Berikut ini beberapa tema pendidikan yang sesuai dengan perkembangan ( Bredekamp &
Copple, 1997 ):
1) Bidang perkembangan anak- fisik, kognitif, dan sosio emosional-memilikihubungan yang erat.
Perkembangan dalam satu bidang bisa mempengaruhi dan dipengaruhi oleh perkembangan
dalam bidang-bidang lain.
2) Perkembangan terjadi dlam satu urutan yang relatif teratur dengan kemampuan.
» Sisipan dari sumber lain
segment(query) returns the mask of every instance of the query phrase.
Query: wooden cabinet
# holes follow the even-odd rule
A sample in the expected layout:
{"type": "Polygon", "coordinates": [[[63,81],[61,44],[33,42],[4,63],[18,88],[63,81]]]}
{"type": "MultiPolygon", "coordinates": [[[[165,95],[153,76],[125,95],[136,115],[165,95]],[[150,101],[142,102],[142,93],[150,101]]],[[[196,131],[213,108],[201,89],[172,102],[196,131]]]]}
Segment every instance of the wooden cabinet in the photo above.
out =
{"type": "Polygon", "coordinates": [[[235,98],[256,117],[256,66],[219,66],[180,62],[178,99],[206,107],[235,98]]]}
Keterampilan,
dan pengetahuan yang berikutnya terbentuk di atas yang telah dipelajari.
3) Variasi individu mencirikan perkembangan anak
4) Perkembangan dipengaruhi oleh banyak konteks sosial dan budaya.
5) Anak-anak adalah pelajar yang aktif dan harus didorong untuk membentuk suatu pemahaman
tentang dunia di sekeliling mereka.
6) Perkembangan mengalami kemajuan ketika anak-anak memiliki kesempatan untuk melatih
keterampilan yang baru dipelajari dan ketika mereka mengalami sebuah tantangan di luar tingkat
penguasaan mereka saat ini.
7) Anak-anak berkembang denga sangat baik dalam lingkungan dimana mereka merasa aman
dan dihargai, kebutuhan fisik mereka terpenuhi, dan mereka merasa aman secara psikologis.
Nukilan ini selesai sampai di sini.